For simplicity, I assume that if Pundit1 said 60% and Pundit2 said 40%, and the event actually happens, then Pundit1 was right about the future, and Pundit2 was wrong. And Pundin3 who said 10% was even more wrong. For an event with a binary outcome, I think it’s a simplistic but good-enough language.
But I agree, it would be better to use a quantitative measure (e.g. a Brier score). Not sure how to calculate it in this case.
I agree, it is reasonable.
The conclusions I’ve listed are not based solely on the single example of Ukraine. It’s rather a somewhat formalized intuition, inspired by everything I know about similar situations, from Chernobil to Covid to the global warming.
No, neither of them was right or wrong. That’s just not how probabilities work and simplifying in that way confuses what’s going on.
If you want to draw more general conclusions you would have to look at those events where government officials made forecasts and then nothing happened like Iraqi WMDs as well.
By “wrong” here I mean “incorrectly predicted the future”. If there is a binary event, and I predicted the outcome A, but the reality delivered the outcome B, then I incorrectly predicted the future. Perhaps the source of confusion here is my inability to precisely express ideas in English (I’m a non-native English speaker), and I apologize for that.
I agree, it’s an excellent idea.
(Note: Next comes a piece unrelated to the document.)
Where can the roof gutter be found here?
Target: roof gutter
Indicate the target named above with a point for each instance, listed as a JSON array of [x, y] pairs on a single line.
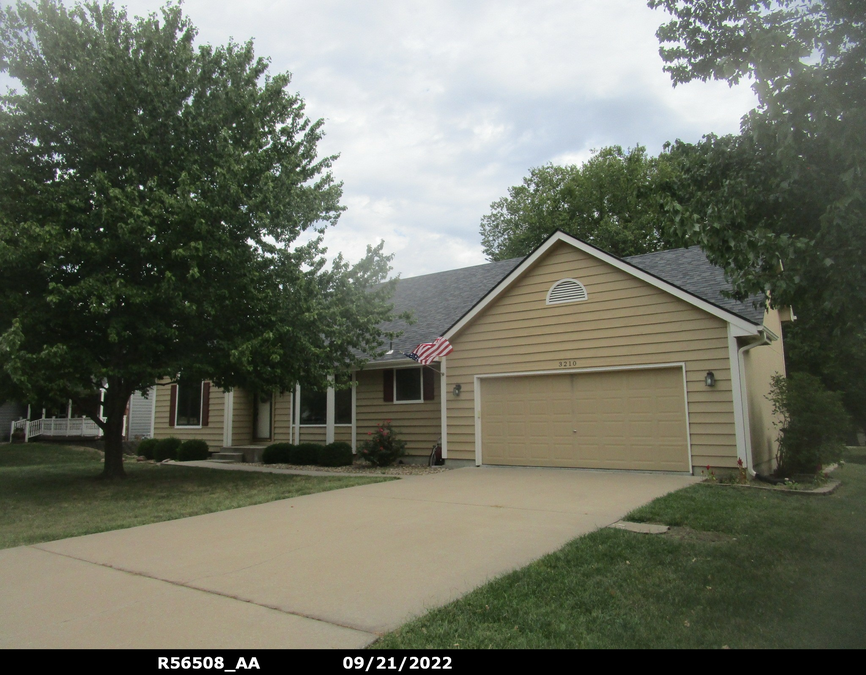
[[765, 337]]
In general, it’s quite possible that some politicians would use the high risk of a catastrophe (real or fake) to achieve political goals.
Maybe an intuition pump for what I think Christian is pointing at:
Assuming you have a 6-faced die, and you predict that the probability that you next will roll a 6 and not one of the other faces is about 16.67%.
Then you roll the die, and the face with the 6 comes up on top.
Was your prediction wrong?
Thanks! I think I now see the root of the confusion. These are two closely related but different tasks:
predicting the outcome of an event
estimating the probability of the outcome
In your example, the tasks could be completed as follows:
“the next roll will be a 6” (i.e I know it because the die is unfair)
“the probability of 6 is about 16.67%” (i.e I can correctly calculate it because the die is fair)
If one is trying to predict the future, one could fail either (or both) of the tasks.
In the situation there people were trying to predict if Russia invades Ukraine, some of them got the probability right, but failed to predict the actual outcome. And the aforementioned pundits failed both tasks (in my opinion), because for a well-informed person it was already clear that Russia will invade with the probability much higher than 40%.